How I think about “preemptive” and “proactive” as a CEO

In our press release, we talk about preemptive security and proactive defense. Let me translate what that means in plain terms.

Preemptive security is about reducing exposure before something bad happens. It’s knowing where identities, trust relationships, and automation paths create risk so they can be fixed early, while you still have time.

Proactive defense is about stopping attacks as they start, not after they’ve already spread. It’s removing latency from how quickly defenders get answers, understand what’s happening, and act.

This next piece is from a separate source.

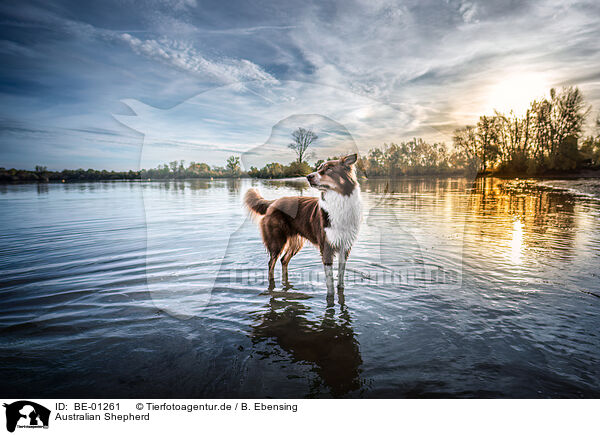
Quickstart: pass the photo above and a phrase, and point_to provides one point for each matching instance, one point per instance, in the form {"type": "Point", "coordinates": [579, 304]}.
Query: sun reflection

Both are really about the same thing: giving security teams back time and clarity in an environment that doesn’t slow down for anyone.  

Our role at Vectra AI

We don’t see ourselves as the hero of this story. We see ourselves as co-defenders.

Our job is to help teams see what’s actually happening across the enterprise as it moves across networks, identities, cloud, SaaS, and now AI agents. Then to surface clear, behavior-based signal that tells you what matters now. Not more alerts. Not more fancy dashboards.

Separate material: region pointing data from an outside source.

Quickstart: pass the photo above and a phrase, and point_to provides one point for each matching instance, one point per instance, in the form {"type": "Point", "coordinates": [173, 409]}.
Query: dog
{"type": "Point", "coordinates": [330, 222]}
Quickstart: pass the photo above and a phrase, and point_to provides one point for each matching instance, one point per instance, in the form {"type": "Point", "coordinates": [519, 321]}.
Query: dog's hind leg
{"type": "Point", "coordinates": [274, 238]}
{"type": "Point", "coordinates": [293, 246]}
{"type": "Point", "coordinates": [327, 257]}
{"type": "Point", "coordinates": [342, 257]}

Just accurate, trusted answers, faster.

Because when leaders have clarity, decisions get easier. Conversations with Boards get more grounded. And security becomes something that enables the business instead of constantly slowing it down.

Closing thought

AI isn’t optional. It’s the new operating model.

The companies that succeed won’t be the ones that avoid risk; they’ll be the ones that understand it well enough to move forward with confidence. That’s the balance I’m trying to strike as a CEO. And it’s the same balance I see CISOs, CIOs, and Boards navigating every day. You’re not wrong to feel the tension.


You’re not alone in it. The goal isn’t perfection.
It’s resilience, built for a world that now moves at AI speed.